Streptococcus pneumoniae is an important extracellular pathogen that cause a variety of systemic diseases such as pneumonia, or ocular infections including keratitis and conjunctivitis [6]. The potential of radioimmunotherapy (RIT) against streptococcal infection has been studied. RIT was developed at first for the treatment of cancer, and uses the antigen-antibody interaction to delivered radionuclides that emit lethal doses of cytotoxic radiation. The mice treated with 213Bi-D11 survived at a higher percentage compared to control groups, while mice treated with Ci 213Bi-D11 demonstrated a survival rate of 87–100%. Radiolabeled D11 treatment was very well tolerated, with no observed weight loss in treated animals [4]. 

Clostridium difficile is anaerobic Gram-positive bacteria that causes intestinal infections and is the most common cause of nosocomial diarrhea in developed countries. Symptoms can range from mild diarrhea to fatal pseudomembranous colitis, rupture of the colon and can cause death. Because the disease occurs mainly in patients undergoing (or having recently followed) a broad-spectrum antibiotic treatment, clinical management of Clostridium difficile infection requires discontinuation of the offending antibiotic and initiation of treatment with metronidazole, vancomycin or fidaxomycin. Even when the treatment of the primary infection is successful, 20-30% of patients may have a recurrence of the disease after a few days or weeks [15].

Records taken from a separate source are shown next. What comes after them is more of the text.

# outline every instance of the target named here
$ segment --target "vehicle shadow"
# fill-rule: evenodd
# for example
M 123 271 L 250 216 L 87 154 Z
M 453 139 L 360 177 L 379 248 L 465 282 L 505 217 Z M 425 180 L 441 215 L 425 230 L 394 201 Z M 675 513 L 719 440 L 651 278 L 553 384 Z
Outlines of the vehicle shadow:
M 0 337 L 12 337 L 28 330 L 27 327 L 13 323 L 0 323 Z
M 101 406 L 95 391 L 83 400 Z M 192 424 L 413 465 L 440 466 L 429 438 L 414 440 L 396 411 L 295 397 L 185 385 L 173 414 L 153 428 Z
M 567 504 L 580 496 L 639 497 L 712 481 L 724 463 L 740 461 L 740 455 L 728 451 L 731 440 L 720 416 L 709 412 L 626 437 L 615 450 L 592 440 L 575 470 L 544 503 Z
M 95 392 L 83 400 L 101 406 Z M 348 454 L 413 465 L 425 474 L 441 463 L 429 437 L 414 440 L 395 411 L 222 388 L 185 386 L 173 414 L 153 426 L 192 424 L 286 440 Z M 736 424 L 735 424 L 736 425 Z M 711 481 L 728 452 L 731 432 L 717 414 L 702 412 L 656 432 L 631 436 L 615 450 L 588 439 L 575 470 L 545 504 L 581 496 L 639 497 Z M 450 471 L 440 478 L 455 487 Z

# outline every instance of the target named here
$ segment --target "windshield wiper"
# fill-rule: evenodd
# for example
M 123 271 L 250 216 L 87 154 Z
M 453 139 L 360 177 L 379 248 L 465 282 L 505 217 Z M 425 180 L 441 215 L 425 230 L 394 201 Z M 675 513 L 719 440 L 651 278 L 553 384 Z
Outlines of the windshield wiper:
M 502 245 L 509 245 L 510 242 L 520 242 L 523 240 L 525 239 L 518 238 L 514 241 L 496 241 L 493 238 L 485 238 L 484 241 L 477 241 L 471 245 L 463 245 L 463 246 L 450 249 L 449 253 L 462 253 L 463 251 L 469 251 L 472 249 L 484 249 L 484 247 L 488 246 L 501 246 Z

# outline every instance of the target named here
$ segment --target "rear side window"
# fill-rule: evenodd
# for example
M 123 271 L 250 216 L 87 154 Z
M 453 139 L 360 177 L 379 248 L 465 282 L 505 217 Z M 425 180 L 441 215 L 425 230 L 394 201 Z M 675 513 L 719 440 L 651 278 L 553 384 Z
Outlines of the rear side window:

Symptoms of Clostridium difficile infection are caused by two homologous exotoxins, TcdA and TcdB, expressed by pathogenic strains of Clostridium difficile. The toxins target the epithelial cells of the intestinal mucosa, enter cells through endocytosis and increase the permeability of the intestinal wall and the release of proinflammatory factors, such as interleukin 8 (IL-8). Hypervirulent strains of Clostridium difficil, overexpress both exotoxins, TcdA and TcdB. Actoxumab and bezlotoxumab are two human mAbs that bind to and neutralize TcdA and TcdB, respectively. In clinical trials, a combination of actoxumab-bezlotoxumab was co-administered with standard treatment, vancomycin and metronidazole. The results showed a 73% decrease in the rate of recurrence and a significant decrease in morbidity and mortality associated with Clostridium difficile infections [15].

In 2017, bezlotoxumab was authorized for use throughout the European Economic Area as an mAb against an infectious agent. It addresses Clostridium difficile toxin B and aims to prevent the recurrence of infection in adults at high risk of recurrence [3,13].

Conclusions

In the context of the increasing of the number of infections with MDR bacteria, mAbs-based therapies could be a promising approach to reducing the clinical and economic impact of these infections.

Despite the benefits of these therapies are proven, the major obstacle to the development of mAbs as antimicrobial drugs remain the economic factor. The research is focused on niche areas where there is sufficient need, urgency and a wide enough market to justify the development of mAbs therapies.

Several studies are needed to evaluate and develop the therapeutic potential of this class of drugs for MDR infections.